世の中には信じられない

世の中には信じられない体験をしたと言う人が時々いる。お化けを見た、死後の世界に行った、宇宙人を見たとか色々ある。体験と言うには、その後実生活に戻りそれを回想する生身の自分がいなければならない。回想してまたこわがったり、くやしがったり、それも体験である。

京都に住む従妹から、その小包が届いたのは半年ほど前だった。包みを開けてる最中に彼女から国際電話があり、「そこに入ってる草木染めの袋はね、袋作り方教室をやってる私の友達が作ったの。京都の山奥で摘んだハーブの汁で染めた麻布でね。世界に一つしかないんだから、大事にしてね」と念をおされた。見るとお茶や海苔、ドライフードの上にえんじ色の楕円形をした、大き目の袋が二つ折りにして入れてある。全体に金糸の刺繍がほどこされ、従妹は麻布と言ったがどこか絹の肌触りで、底のない巾着バックと言った感じ。口を緒でしぼるようになっており、その緒についた青いボンボンが愛らしい。インドあたりの蚤の市にでもありそうなエキゾチックな郷愁があり、一目で気に入った。なにしろ世界に一つしかない物。京都の山奥でハーブをつむ従妹の友達の背中を思い描き、遠いアメリカから片手で礼を言った。

ところがばかばかしい事に、一週間後それを盗まれた。盗まれたというべきか。ショッピングモールをぶらつき、事のついでにフードコートでピザを食べた時、椅子の背にかけたその袋をすっかり忘れ帰ってしまった。二十分後に戻ったが後のまつり。だがそれから一か月程して、その袋が同じモールを歩いていたのには驚いた。
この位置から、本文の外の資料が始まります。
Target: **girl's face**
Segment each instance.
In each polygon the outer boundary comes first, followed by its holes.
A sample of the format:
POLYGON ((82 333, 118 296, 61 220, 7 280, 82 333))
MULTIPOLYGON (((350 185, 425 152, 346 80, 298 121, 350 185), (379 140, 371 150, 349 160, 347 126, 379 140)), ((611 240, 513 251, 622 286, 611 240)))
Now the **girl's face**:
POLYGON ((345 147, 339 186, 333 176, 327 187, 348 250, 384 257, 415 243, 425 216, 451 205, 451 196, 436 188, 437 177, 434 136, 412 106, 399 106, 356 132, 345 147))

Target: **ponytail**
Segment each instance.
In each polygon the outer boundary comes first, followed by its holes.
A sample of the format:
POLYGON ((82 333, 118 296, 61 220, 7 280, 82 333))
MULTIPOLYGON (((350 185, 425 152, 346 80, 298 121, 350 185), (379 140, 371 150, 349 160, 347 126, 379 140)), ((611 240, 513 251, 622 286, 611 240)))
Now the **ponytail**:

正確には歩いているヒスパニックの女性の肩に下がっていたのだが。誘拐された娘を雑踏の中に発見したような極度の興奮におそわれ、彼女の後肩をたたくと振り向きざま「アマゾンで買った!」と恐ろしい形相で言われた。「それはどこで買ったんですか?」と言う私の問いが終わらないうちの、たたみかけるような返答にこちらも気が失せた。幸か不幸か私は物への執着が非常に淡白で、自分の物が誰かの手に渡れば、即、その物と縁を切る心構えが出来ている。これが功を奏したのかその布ぶくろとまた再会するはめになった。

People eating in a food court in a shopping mall.

私の行きつけのヘアーサロンは、ドアを開けるとすぐブティックになっており、その奥の両脇にスタイリスト達が立ち働いている。このブティックとサロンの真ん中あたりに、順番待ちの人のためのソファがある。そのそばのマガジンラックの中に何と袋があったのだ。それは確かに世界に一つしかない、私の物であるに違いない。ヒスパニックの女性に会った後アマゾンで検索してみたが、結局そこにはないのだから。突然の邂逅にたじろぐ私に、袋がニヤリと笑い、中からニュッと白い手を出し私の手首をつかむ、そんな気色の悪さだった。スタイリストに聞くと、客の忘れ物で取りに来るまでああして置くのだと言う。物への執着はない私だが、失くしたものを思いやるのは良くやる事だから、実は今まで誘拐された娘の暮らしをあれこれ思い描くような事を、袋にして来た。それが念力となり?内界の刺激を受ける体験となった?こんなこじつけをしても、袋のここまでの足取りを考えると無理話だ。あまりの気味の悪さに、チップもそこそこに袋に別れをつげ帰った。

この街には数件、寿司屋がある。どれも怪しげな店で、天井に大小のマグロの複製が飾ってあったり、太巻きが紙のように薄かったりと、度肝を抜かれる。私の行きつけの店もそんなものだ。だがあまり文句も言えず久々に入口のドアを開けると、なんとレジの後の掲示板にあの袋が下がっている。ウエイターに聞くと客の忘れ物で、取りに来るまでああして下げて置くのだと言う。二度ある事は三度ある。こうなるともはや、袋と私の粘り勝ちだ。やれやれ世界に一つしかない物の怨念はすごい。